In Morocco they serve bread with every meal. If you want eat this Moroccan-style, put the dish in the middle of the table and use flat-breads to mop up the little meatballs and eggs. It’s really worthwhile seeking out hot paprika (the paprika available in supermarkets is the sweet version), but don’t be tempted to use smoked paprika as it has a much stronger flavour and will overpower the dish. You can use minced lamb instead of beef if you prefer. The tagine also works well without the eggs, but they do add an extra layer of flavour and texture.

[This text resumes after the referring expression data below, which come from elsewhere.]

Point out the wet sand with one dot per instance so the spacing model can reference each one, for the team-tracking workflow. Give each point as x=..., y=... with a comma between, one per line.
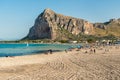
x=73, y=65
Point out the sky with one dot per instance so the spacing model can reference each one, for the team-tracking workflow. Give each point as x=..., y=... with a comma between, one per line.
x=18, y=16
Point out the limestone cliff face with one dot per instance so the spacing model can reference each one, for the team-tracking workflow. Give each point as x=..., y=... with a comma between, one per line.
x=48, y=25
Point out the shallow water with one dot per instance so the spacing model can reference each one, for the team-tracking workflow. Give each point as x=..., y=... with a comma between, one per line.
x=27, y=49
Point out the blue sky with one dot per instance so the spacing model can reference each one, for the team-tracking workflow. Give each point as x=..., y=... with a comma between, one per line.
x=17, y=16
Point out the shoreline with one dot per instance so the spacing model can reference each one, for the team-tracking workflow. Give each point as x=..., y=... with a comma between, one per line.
x=74, y=64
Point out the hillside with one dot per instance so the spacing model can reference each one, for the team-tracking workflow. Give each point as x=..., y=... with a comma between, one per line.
x=51, y=25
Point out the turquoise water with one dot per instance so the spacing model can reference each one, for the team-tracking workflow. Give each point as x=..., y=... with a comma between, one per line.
x=27, y=49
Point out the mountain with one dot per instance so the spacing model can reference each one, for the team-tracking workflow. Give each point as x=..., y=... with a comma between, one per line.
x=51, y=25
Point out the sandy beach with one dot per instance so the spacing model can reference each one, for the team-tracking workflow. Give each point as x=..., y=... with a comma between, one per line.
x=73, y=65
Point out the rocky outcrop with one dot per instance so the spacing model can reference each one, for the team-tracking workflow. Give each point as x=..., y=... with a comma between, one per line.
x=48, y=25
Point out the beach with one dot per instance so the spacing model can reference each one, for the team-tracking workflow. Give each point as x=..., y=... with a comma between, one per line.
x=83, y=64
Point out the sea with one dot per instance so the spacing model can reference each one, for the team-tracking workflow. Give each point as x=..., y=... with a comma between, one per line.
x=20, y=49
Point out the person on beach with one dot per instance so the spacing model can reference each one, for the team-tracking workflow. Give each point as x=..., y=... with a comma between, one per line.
x=50, y=51
x=94, y=51
x=65, y=50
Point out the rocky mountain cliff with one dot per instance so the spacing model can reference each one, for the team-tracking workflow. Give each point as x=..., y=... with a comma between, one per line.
x=50, y=25
x=53, y=26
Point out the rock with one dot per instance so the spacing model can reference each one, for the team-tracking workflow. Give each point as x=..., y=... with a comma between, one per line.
x=48, y=24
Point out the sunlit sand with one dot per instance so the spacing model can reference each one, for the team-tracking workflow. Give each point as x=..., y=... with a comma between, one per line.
x=70, y=65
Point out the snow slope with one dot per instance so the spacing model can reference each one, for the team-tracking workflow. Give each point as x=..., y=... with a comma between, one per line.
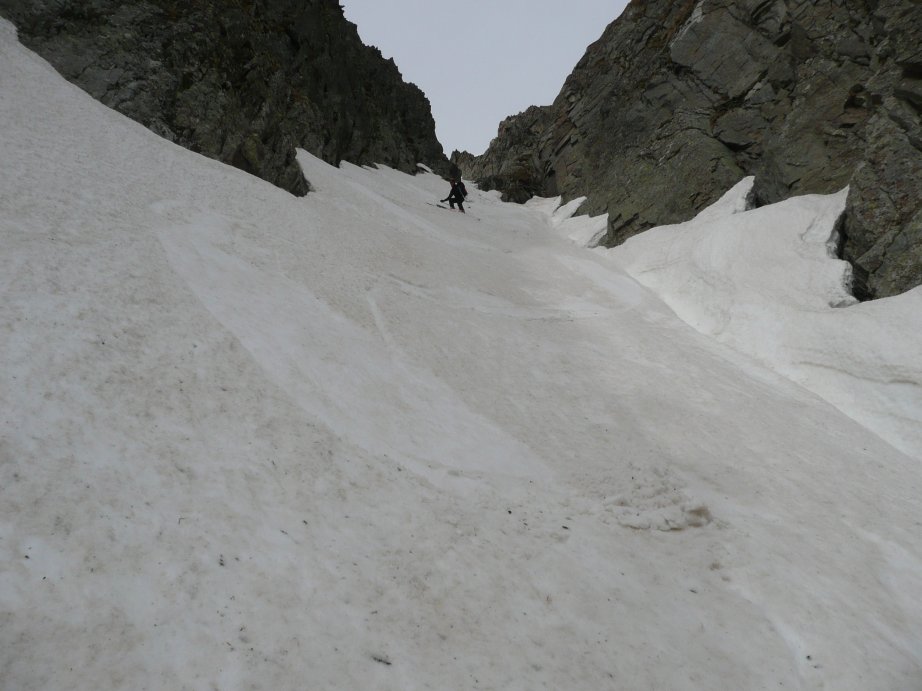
x=766, y=282
x=355, y=441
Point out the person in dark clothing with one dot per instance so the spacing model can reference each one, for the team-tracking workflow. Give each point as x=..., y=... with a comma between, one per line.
x=457, y=194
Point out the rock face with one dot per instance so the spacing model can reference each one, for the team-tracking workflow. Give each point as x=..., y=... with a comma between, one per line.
x=242, y=81
x=679, y=100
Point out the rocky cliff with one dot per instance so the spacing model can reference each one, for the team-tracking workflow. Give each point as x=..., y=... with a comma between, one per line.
x=242, y=81
x=679, y=100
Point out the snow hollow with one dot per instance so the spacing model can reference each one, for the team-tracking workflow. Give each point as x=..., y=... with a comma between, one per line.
x=356, y=441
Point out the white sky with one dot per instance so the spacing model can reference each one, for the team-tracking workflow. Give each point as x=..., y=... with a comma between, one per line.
x=249, y=439
x=480, y=61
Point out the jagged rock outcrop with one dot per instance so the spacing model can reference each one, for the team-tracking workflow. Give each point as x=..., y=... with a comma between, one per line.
x=679, y=100
x=242, y=81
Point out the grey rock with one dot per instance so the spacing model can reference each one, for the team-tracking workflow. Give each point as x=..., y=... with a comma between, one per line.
x=241, y=81
x=678, y=100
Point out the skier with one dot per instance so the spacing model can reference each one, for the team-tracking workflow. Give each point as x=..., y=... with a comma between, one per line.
x=457, y=194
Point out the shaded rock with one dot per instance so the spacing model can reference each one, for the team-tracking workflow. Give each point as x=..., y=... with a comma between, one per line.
x=679, y=100
x=241, y=81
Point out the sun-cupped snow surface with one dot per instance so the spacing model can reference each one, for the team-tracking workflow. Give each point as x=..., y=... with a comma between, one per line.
x=766, y=282
x=356, y=441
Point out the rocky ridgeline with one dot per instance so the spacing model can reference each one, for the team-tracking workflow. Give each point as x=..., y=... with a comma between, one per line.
x=677, y=101
x=242, y=81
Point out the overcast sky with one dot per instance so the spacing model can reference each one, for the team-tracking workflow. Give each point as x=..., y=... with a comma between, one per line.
x=480, y=61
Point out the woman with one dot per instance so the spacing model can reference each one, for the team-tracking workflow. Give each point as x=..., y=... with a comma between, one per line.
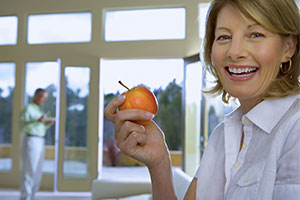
x=252, y=48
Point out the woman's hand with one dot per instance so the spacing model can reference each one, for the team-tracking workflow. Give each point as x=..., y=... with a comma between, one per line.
x=144, y=143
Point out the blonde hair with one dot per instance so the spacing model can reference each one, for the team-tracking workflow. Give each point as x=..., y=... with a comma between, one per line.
x=277, y=16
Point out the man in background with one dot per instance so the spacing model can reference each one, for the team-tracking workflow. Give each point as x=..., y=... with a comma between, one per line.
x=33, y=124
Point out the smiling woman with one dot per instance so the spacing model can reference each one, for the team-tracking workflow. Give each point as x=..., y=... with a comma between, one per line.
x=255, y=151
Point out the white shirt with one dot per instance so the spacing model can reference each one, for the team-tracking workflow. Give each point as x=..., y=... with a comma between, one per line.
x=268, y=165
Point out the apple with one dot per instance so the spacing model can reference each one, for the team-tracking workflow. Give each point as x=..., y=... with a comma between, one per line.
x=139, y=97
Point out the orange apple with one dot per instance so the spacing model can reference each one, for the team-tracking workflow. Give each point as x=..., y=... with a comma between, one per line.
x=139, y=97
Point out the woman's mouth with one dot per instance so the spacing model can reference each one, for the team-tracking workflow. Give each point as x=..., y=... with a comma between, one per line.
x=241, y=73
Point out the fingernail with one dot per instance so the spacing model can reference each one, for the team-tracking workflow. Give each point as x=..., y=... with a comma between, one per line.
x=149, y=115
x=121, y=98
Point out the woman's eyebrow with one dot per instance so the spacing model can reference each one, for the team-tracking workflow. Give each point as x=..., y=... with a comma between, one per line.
x=222, y=28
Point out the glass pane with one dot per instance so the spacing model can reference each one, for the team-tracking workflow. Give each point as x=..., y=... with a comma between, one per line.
x=44, y=75
x=193, y=100
x=203, y=9
x=75, y=153
x=146, y=24
x=164, y=78
x=7, y=85
x=59, y=28
x=8, y=30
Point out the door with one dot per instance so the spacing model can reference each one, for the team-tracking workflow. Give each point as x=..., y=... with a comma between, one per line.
x=193, y=109
x=78, y=125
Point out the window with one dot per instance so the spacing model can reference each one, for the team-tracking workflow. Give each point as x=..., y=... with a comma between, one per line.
x=44, y=75
x=59, y=28
x=75, y=152
x=7, y=84
x=203, y=9
x=8, y=30
x=145, y=24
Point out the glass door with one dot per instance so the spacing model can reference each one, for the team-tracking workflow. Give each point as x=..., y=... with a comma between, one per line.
x=193, y=107
x=77, y=140
x=45, y=74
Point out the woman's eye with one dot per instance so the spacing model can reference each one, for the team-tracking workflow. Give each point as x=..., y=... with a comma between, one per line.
x=256, y=35
x=223, y=37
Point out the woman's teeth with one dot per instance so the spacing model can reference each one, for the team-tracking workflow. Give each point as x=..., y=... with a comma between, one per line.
x=241, y=71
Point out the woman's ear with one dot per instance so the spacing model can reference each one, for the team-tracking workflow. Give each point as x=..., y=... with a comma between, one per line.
x=291, y=43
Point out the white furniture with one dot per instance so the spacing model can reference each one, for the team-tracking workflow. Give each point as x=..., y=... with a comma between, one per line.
x=124, y=182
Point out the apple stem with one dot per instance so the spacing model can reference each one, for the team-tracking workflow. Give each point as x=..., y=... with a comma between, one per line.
x=124, y=85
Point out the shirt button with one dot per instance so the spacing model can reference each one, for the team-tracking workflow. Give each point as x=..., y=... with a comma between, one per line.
x=244, y=146
x=247, y=121
x=236, y=165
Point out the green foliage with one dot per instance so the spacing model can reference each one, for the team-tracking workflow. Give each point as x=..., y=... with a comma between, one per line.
x=169, y=115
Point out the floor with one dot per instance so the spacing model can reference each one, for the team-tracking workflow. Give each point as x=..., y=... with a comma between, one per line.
x=14, y=195
x=119, y=173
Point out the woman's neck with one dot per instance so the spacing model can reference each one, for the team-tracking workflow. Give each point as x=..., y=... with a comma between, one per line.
x=248, y=104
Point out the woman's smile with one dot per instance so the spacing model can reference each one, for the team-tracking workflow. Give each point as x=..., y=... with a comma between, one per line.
x=241, y=72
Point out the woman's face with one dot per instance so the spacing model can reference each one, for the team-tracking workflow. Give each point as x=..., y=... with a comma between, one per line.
x=246, y=56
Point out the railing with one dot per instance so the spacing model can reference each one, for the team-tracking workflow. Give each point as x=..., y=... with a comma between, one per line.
x=80, y=153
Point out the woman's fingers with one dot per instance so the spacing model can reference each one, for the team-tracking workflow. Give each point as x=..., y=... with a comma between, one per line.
x=134, y=141
x=127, y=128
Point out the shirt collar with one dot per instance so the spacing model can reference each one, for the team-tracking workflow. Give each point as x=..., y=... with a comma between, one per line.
x=268, y=113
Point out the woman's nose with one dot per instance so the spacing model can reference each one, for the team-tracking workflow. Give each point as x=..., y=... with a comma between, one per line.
x=237, y=49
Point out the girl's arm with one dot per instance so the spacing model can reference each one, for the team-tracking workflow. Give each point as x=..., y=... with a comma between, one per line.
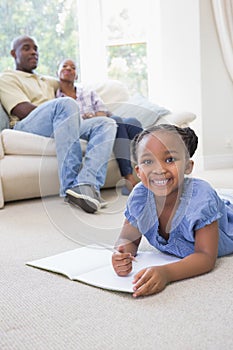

Kefta Mkaouara – to serve 4
- 500g minced beef
- small handful chopped parsley
- 2 tsp ground cumin
- 1 tsp hot paprika
- olive oil
- 1 onion, finely chopped
- 2 x 400g tins chopped tomatoes
- 2 garlic cloves, crushed
- fresh ground black pepper
- sea salt
- 4 eggs (optional)
- handful fresh coriander, chopped
Preheat the oven to 200ºC.
Mix the mince with the parsley, 1 tsp of the cumin and ½ tsp of the paprika, some black pepper and about 1 tsp salt. Wet your hands and make lots of tiny meatballs (about the size of cherry tomatoes).
Heat a couple of good glugs of olive oil in a frying pan and brown the meatballs in batches. Remove them with a slotted spoon.
Add the onion to the pan with a little extra oil if necessary and cook gently until very soft (about 10 minutes). Add the tomatoes, the rest of the cumin and paprika, 1tsp ground black pepper and the garlic. Simmer gently for about 20 minutes but be careful that it doesn’t reduce down too much and become thick. Season well.
Add the meatballs to the tomato sauce and pour into a shallow ovenproof dish. Push the back of a ladle into the mixture to make 4 wells to crack the eggs into. Bake for about 15 minutes or until the eggs are just set. Serve with the coriander and some warm flatbreads.
Drink with: a fruity red. We had a glass of our favourite “everyday” wine of the moment which the the Selvapiana Chianti Rufina and it worked a treat.